Now this is THE rare person on the planet who is allowed to take paint fragments off a 17th Century Vermeer painting and study them under a microscope- along with other master artist paintings deemed necessary to go under her scientific gaze.
But yesterday it was all about the pearl ear-ring master from the Delft as Gifford was giving a talk to a packed room, including me, at the Norton Simon Museum in Pasadena around it's current loan from Washington of Vermeer's painting "A Lady Writing". It is a gem. On view until Feb. 2, 2009 so don't miss it.
When the talk came to an end all too quickly, I had this desire to rush up to her and offer anything, to take here ANYWHERE for dinner, the most expensive restaurant in town if she chose, just so I could keep hearing her talk, in her soothing intelligent tone, about Vermeer. Instead I had to settle for buying yet another Vermeer book, just released, from the museum store. A poor second to the conversation I would like to have had with this very clever lady.
I wonder what happens if a person who has a job like this shows up to work in a bad mood after a lousy Starbuck's or row with the kids in the carpool, and then doesn't feel like working that day. Does she sling the Vermeer aside for the day and browse on Ebay instead? Or what happens if she had too much wine the night before and takes too big a chip off a Vermeer? How does one prevent that? And should we really be taking chips off Vermeer under any circumstances? I personally think not although Gifford did say the chip is taken from an area already chipping.

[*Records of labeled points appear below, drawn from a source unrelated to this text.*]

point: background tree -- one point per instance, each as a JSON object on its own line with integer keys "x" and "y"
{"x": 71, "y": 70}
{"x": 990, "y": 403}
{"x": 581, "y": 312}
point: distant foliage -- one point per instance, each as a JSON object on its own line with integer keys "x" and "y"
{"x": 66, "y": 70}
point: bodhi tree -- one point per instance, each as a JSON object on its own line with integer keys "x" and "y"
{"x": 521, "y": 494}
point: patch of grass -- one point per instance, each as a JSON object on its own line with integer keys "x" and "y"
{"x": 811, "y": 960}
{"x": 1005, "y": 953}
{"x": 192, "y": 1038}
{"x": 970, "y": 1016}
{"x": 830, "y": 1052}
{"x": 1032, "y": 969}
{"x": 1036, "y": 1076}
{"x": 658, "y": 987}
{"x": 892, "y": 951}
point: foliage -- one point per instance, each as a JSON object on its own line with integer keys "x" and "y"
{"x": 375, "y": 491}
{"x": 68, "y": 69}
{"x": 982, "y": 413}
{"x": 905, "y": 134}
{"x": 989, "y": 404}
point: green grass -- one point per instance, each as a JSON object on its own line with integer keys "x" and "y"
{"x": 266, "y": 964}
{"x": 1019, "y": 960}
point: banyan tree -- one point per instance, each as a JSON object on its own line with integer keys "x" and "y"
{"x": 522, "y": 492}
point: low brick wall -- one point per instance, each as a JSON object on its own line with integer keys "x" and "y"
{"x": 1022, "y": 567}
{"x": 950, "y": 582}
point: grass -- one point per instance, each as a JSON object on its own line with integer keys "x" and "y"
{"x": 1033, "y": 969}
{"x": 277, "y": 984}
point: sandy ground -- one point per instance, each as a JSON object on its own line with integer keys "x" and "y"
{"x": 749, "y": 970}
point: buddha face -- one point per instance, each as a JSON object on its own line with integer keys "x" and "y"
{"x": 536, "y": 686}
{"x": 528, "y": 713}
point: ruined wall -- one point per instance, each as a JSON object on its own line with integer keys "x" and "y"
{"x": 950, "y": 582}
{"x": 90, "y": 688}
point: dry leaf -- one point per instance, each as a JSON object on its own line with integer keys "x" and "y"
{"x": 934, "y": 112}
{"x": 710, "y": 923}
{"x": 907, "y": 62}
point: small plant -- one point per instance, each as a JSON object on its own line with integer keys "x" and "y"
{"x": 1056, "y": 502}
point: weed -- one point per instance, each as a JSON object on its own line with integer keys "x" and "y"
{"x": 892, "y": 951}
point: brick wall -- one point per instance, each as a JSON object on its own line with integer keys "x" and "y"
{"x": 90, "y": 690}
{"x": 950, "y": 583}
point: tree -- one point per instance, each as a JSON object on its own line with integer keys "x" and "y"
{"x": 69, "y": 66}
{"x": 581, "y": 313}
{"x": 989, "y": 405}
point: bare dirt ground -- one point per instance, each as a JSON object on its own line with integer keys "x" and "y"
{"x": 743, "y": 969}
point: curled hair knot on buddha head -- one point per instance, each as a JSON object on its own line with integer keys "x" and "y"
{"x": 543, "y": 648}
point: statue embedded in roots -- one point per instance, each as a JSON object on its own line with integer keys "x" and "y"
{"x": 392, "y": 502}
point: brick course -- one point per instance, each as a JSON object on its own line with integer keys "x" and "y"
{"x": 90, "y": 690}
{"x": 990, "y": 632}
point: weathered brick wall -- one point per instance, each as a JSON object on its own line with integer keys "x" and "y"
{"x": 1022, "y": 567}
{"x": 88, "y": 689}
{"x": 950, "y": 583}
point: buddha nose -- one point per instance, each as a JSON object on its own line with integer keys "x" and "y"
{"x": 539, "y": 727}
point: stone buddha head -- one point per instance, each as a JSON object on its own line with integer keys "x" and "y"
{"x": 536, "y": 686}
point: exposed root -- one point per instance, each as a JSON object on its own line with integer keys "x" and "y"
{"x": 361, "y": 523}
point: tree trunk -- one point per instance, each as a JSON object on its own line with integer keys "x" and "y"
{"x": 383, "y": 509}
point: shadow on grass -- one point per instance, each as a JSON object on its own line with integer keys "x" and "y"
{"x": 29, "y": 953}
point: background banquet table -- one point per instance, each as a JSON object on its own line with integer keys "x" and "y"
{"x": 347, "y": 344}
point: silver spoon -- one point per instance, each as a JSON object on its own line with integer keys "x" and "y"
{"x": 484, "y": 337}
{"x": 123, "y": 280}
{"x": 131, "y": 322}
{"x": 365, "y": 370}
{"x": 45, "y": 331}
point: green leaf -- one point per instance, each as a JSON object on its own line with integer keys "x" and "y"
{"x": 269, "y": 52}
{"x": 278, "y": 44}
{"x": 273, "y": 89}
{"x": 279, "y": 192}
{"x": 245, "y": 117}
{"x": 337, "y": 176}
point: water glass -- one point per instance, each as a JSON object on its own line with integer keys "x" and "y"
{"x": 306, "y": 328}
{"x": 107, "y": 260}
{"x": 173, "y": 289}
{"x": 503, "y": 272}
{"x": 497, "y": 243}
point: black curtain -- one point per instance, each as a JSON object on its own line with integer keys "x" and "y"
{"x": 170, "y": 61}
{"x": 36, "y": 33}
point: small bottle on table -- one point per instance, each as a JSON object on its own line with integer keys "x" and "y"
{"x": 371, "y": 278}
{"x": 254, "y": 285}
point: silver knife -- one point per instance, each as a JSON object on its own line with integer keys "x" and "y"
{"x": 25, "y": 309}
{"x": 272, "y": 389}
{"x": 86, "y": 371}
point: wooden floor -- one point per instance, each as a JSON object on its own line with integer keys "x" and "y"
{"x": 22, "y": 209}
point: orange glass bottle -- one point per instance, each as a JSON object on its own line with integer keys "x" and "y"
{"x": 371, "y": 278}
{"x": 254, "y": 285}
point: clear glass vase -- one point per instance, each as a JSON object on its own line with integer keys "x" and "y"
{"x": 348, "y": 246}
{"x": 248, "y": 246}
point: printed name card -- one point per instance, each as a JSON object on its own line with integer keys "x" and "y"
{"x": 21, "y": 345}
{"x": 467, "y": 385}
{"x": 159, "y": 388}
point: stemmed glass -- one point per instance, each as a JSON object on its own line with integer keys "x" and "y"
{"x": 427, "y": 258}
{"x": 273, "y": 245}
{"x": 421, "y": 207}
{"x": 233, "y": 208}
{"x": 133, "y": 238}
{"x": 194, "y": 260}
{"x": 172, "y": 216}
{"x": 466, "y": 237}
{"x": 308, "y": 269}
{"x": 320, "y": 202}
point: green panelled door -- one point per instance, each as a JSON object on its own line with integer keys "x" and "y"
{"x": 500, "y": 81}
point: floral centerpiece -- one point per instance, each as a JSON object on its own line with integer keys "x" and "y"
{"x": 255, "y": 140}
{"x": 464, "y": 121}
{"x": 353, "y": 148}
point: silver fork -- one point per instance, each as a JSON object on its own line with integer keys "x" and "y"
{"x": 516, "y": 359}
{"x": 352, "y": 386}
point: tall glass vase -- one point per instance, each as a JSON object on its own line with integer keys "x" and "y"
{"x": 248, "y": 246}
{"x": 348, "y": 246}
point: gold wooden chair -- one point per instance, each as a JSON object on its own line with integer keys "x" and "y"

Why do we need to know how he did it to such a degree? The mystery of Vermeer is part of his magic. He was virtually unknown until the mid-1800's. Died in dire straights, almost penniless. Well, the packed room wanted to know every darn detail of how Vermeer did it down to that nerdy Vermeer groupie with unwashed hair in the room (Yes, me) who asked about the possible use of Venetian Turpentine in his medium just because if she knew, then she could paint just like him. As if it is all in the tools and mediums!
I have read a lot about Vermeer so had heard a lot of it before. Also, Gifford wasn't one to go off on wild tangent speculation being a scientist. And I so wanted her to. When she asked me what was my 'source" for him using Venetian Turpentine, I froze. She was being quite serious. There was no real discussion if I didn't have a source backed up endless research papers.
So for all you wannabes out there, here are a few Vermeer technique-y things from the talk:
Worked on a grey ground
Worked his underpainting up in transparent earth browns over the grey, building up the lights with white
Sometimes used a pinkish ground...hmmmm
Underpainted using coarsely textured paint in parts, especially the darks, for e.g. charcoal black then moving on to a more refined black
Used Linseed Oil. She doubted Venetian Turpentine.
Liked color harmonies, especially yellow/blue. Well, I knew that!
Used warm browns under his paintings of blue cloths for shadow area
Vermillion and green earth used in skin color added to lead white, other colors too
There is another painting underneath Girl in a Red Hat. That's my favorite painting ever (I share this with artist Chuck Close). Don't chip away to find it. Please. Please.
Used small round brushes ( squirrel hair-ish) with soft tips and they were called "pencils" in those days, not brushes
Stiff bristle brushes were a 19th Century invention.
It seems he took his artistic cues from the camera obscura but didn't necessarily slavishly use this optical device. This device was NOT found in his studio when he died. My info..not hers.
Liked small circular brush strokes in his painting of fabrics.
Composed his paintings from different images. Didn't have the whole image in front of him at one time while painting.
He was very clever and very good. He remains more clever and more good than most to this day. My words, not hers.
I have decide to channel Vermeer. It is the only way to get the darn answer on that turpentine issue.